Implementing simple, common sense tort reform relating to medical malpractice lawsuits will increase the availability of healthcare to those who need it and reduce the cost of healthcare for everyone. Billions of dollars that now go to lawyers or for unnecessary, defensive tests or treatments can be diverted to healthcare for low income or patients that are now uninsurable. The stated goal of healthcare reform is to provide healthcare for the millions who can’t afford or get healthcare insurance. It’s time to call the politician’s bluff. Common sense tort reform can provide $50-100 billion per year for healthcare treatment for millions of Americans without increasing healthcare insurance premiums or forcing people to buy unnecessary healthcare insurance coverage.
COMMENTS:
Lack of tort reform burns up health care dollars, harms patients and demoralizes physicians. See http://www.MDWhistleblower.blogspot.com under Legal Quality.
Michael Kirsch, M.D.
02/02/2011
In addition to tort reform, what about free market competition across state lines for consumers to purchase health insurance? Penalties for insurers for delay tactics on reimbursements to providers? The government capped salaries for executives who accepted TARP funds. What about capping executives salaries for insurers accepting government subsidies? What about eliminating big corporation contributions to campaigns thereby detering kick back policy making to insurers and pharmaceutical companies? What about government funding/creating a company for medical technology to reduce cost to bring them to market? The government already has developed a pharmaceutical manufacture to fill a void created by free market enterprise.
The problem is multifaceted. We need more than tort reform!

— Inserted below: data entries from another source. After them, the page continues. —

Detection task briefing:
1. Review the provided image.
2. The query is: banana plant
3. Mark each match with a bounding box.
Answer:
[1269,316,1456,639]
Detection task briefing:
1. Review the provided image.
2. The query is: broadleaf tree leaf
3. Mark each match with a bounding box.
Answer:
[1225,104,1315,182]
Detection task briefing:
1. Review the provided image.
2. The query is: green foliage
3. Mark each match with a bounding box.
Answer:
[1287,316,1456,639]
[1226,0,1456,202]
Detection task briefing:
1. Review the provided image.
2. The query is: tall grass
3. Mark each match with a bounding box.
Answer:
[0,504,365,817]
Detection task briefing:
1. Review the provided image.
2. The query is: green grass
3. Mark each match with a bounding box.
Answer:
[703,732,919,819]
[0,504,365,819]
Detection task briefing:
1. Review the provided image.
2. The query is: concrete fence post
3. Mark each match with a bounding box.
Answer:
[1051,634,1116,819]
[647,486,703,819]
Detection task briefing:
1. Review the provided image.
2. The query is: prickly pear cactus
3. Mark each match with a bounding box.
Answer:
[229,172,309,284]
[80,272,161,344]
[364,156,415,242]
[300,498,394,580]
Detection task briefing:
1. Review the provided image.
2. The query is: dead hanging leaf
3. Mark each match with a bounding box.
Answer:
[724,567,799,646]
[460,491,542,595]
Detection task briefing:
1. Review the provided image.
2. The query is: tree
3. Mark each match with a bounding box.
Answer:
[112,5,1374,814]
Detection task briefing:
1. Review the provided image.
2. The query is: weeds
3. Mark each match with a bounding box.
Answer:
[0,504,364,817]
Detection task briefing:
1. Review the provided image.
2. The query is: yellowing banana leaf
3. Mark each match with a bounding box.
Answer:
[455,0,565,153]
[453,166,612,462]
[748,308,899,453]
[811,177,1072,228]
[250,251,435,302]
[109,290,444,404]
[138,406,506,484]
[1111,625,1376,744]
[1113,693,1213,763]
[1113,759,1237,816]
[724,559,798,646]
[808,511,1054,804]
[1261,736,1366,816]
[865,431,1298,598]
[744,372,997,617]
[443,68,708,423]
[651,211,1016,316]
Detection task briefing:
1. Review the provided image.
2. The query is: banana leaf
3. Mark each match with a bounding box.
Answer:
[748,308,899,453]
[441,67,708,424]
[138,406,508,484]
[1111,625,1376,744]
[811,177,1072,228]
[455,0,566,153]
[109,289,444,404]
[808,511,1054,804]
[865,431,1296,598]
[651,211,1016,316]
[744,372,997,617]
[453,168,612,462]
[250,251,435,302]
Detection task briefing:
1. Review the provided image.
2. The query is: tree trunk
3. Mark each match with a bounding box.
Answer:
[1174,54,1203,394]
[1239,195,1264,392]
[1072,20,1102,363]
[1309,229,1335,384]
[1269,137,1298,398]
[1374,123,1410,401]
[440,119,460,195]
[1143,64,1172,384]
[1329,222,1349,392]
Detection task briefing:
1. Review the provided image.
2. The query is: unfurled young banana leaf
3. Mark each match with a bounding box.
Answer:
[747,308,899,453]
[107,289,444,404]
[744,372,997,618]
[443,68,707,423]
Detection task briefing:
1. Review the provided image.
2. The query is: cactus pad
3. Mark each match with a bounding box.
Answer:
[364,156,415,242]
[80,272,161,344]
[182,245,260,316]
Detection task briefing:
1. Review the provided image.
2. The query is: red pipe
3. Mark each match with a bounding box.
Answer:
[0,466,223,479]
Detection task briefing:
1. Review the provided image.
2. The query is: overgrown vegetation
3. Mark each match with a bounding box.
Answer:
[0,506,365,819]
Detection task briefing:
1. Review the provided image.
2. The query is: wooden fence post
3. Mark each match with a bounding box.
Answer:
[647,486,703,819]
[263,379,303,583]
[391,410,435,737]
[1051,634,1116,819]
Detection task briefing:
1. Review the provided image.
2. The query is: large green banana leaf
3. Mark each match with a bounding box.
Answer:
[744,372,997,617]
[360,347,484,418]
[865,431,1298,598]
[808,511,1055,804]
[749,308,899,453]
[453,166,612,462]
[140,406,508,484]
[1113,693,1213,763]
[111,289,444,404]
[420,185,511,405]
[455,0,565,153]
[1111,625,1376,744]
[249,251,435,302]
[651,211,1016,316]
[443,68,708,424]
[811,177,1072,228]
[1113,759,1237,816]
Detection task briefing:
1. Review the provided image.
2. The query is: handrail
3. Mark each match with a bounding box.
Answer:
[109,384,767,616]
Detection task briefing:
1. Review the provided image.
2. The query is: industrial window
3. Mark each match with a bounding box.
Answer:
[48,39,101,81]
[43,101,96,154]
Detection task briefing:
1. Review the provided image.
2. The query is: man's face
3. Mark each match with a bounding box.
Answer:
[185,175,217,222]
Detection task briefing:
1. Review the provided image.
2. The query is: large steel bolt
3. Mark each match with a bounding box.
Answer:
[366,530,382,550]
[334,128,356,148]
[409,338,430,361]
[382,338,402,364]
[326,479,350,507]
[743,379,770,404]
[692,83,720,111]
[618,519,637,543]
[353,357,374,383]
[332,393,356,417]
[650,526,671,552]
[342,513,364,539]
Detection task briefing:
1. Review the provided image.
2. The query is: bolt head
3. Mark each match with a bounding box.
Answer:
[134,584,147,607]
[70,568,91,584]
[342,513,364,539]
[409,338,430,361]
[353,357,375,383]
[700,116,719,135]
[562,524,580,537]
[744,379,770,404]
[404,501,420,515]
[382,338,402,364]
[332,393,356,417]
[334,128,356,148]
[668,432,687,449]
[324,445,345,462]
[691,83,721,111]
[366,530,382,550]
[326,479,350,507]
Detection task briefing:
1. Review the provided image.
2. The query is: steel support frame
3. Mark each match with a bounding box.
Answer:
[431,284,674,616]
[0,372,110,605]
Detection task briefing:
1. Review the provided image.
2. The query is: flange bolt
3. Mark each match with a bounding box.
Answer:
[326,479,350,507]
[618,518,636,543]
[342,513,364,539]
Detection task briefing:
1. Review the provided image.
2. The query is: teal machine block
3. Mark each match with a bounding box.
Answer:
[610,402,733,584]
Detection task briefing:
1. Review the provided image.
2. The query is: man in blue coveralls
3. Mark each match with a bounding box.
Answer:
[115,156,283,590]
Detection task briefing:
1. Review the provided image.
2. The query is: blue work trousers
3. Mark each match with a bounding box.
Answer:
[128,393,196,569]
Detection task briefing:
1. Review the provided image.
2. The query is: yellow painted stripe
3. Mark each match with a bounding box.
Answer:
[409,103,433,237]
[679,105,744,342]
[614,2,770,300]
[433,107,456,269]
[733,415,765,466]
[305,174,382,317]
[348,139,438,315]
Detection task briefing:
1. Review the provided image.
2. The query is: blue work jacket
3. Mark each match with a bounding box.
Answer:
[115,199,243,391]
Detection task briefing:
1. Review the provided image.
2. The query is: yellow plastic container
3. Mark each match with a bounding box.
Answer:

Truly, Jeffrey Dare D.O., M.B.A., M.S.
02/02/2011
Has it ever been proposed to eliminate malpractice insurance entirely via insurance companies? Responsibility for malpractice claims could be handled by the American Medical Association who would provide appropriate discipline, training and punishment, including monetary or loss of license penalties. Remuneration to patients would come from AMA funds rather than from insurance companies. The AMA is in a much better position to oversee, provide penalties, etc.
Dr. D. Schiffman
02/05/2011
I want to touch on patient expectations. This societal expectation that people can do whatever they want to their bodies and then blame a doctor when something does not go according to textbook is outlandish! Maybe there should be an incentive program (other than the obvious one of THEIR OWN HEALTH) implemented to patients to take at least a passing interest in their health BEFORE they are met with an issue that COULD result in a non textbook prodecure. This entire country needs an expectation adjustment. I constantly hear that the baby boomer generation “wants what they want when they want it” or that the younger generation has “entitlement syndrome” As a medical society we need to change the expectation of the patients. Medicine is science, each individual body that enters the equation just changes the variables.